I have been called sensitive I have told I’m making a bigger deal out of this than it needs to be but I argue that if we don’t do this to these so called “jokes” the stereotypes will continue and will not be broken. Don’t be afraid to be the person that takes issue with something. Yes, it may be uncomfortable and it may be hard but, knowing that you stood up for what you believe in is gratifying feeling.
This is not what Saint Martin’s University stands for. As a Benedictine institution we are asked, “To work toward a just order in our immediate environment and in the larger society.” We believe in a sense of community and opening our arms to people from all spheres of the world, people from different socioeconomic backgrounds, different races and different sexual orientation. “To offer warmth, acceptance and joy in welcoming others.” This is what we should be doing in a school paper. This institution deserves writing that pushes the billet but also addresses real issues that our school faces such as sexism, racism and intolerance.
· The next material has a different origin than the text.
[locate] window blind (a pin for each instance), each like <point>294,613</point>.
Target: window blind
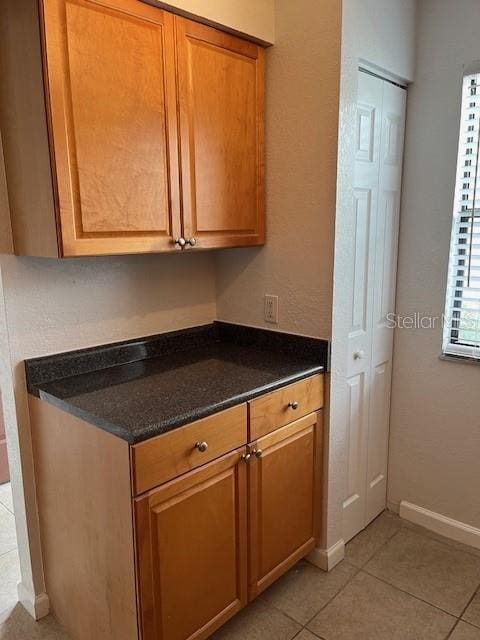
<point>462,309</point>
Changing issues such as this takes an awareness of our own privilege and prejudice. We all have them. The solution is learning to challenge them, walk a mile in someone else’s shoes before we go back to our own and see the challenges those around us may face. Another component is being able to admit when we are wrong and work to learn from it. This is what a college education is meant to do. We are meant to push our understanding. It will be uncomfortable, it will probably hurt but it will make you a better human being.
I am able to articulate on issues such as this thanks to the classes I have taken here at SMU. Thanks to professors such as Dr. Sapra, Professor Keri Graham and Dr. Walker. They have pushed me to think outside of my norm and to question why I think what I think. So, take a class that is out of your norm. We owe it to our classmates whom may be different from us to try to step out of what we know to recognize these issues.
So, as a member of the community of Saint Martins I urge you to push your comfort zone. It is probably going to be tough, it is not going to happen overnight. But, there are people here that will help you.